Diff, part 17: Optimizing match discovery #.NET #Delphi #diff

The next really interesting topic in the diff series is going to take more time to write than I have this morning. So today, I'll talk about a fairly simple optimization to the match-finding loops.

Our outer two loops looked like this:

Loop through all the elements in A, and for each A_i:
- Loop through all the elements in B, and for each B_j that matches A_i:
  - (do some other stuff)

Now, imagine that we have input that's a typical source-code file, perhaps C# or Delphi code, and that we're ignoring leading whitespace as we compare.

In a source file of any length, we're going to have repetition. There will be blank lines in both files. There will be lines containing only '{' (C#) or only the keyword 'begin' (Delphi), which all compare the same because we're stripping off the leading whitespace before we compare. Same thing for '}' or 'end;'.

Every time we come across one of those duplicated lines, we do a bunch of wasted work. Let's see how:

Get the first element from A. Let's say it's "unit Foo;".
- Loop through all the elements in B, and for each B_j that matches "unit Foo;", do some stuff.
Get the next element from A. This one is the empty string, "".
- Loop through all the elements in B, and for each B_j that matches "", do some stuff.
Get the next element from A: "interface".
Loop through all the elements in B, and for each B_j that matches "interface", do some stuff.
Get the next element from A: the empty string again.
- Loop through all the elements in B, and for each B_j that matches "", do some stuff.
Get the next element from A: "uses SysUtils, Classes;".
- Loop through all the elements in B, and for each B_j that matches "uses SysUtils, Classes;", do some stuff.
Get the next element from A: the empty string again.
- Loop through all the elements in B, and for each B_j that matches "", do some stuff.

Every time we get "" from A, we loop through B looking for all of its ""s. But we already did that. Couldn't we save ourselves some work if we just remembered where all the ""s are, so we can just loop over the interesting bits of B, rather than the whole boring thing?

Indeed we could, and it would save us time even if there isn't any duplication between the two lists. We do it by replacing those two outer loops with this:

Create a Hashtable called BHash.
Loop through all the elements in B, and for each B_j:
- If BHash[B_j] is nil, then BHash[B_j] := TList.Create;
- BHash[B_j].Add(j);
Loop through all the elements in A, and for each A_i:
- Loop through all the matching "j"s we've already listed at BHash[A_i]:
  - (do some other stuff)

We start with a single pass through B to build a reverse-lookup table. (Ideally we would use a genuine Hashtable, so that adds and lookups are both always O(1).

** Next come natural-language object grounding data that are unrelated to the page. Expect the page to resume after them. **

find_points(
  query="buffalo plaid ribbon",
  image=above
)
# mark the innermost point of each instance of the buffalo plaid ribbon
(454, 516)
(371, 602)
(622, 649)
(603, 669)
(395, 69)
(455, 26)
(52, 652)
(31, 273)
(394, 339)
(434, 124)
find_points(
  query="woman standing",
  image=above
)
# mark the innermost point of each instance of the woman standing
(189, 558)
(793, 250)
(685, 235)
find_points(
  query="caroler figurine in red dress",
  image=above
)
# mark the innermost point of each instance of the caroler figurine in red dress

If we're using Delphi for Win32, which doesn't have a real Hashtable, we'll have to fake one, or implement one from scratch.)

This reverse-lookup table maps each element in B to a list of indexes where that element appears:

BHash["unit Foo;"] = (0) BHash[""] = (1, 3, 5, ...) BHash["interface"] = (2) BHash["uses SysUtils, Classes;"] = (4)

Now, when we get to an element in A, we're not looping through every element in B. That was a bit wasteful to begin with, because for typical input, most of those elements in B wouldn't match — we were looping over all N even though only a handful will actually matter. Now, with the addition of the reverse-lookup hash, we only look at the elements in B that do match.

So the second loop, instead of being O(N), is now O(D) — the number of iterations is roughly proportional to the number of duplicates in list B. Actually, list A figures into that calculation too, because we'll only care about those duplicates in B if they also appear in A — after all, if they don't appear in A, we're never going to look them up in B.

D may approach N, if the lists contain almost all duplicates (e.g., if both input files consist of nothing but blank lines); or it may approach 1, if the lists contain almost no duplicates. It may even approach 0, if the two input files have nothing in common, because every time we go to look for something in BHash, there'll be nothing to find and therefore nothing to iterate.

So our outer two loops, instead of being O(N²), are now O(ND). Not bad for a short morning's work.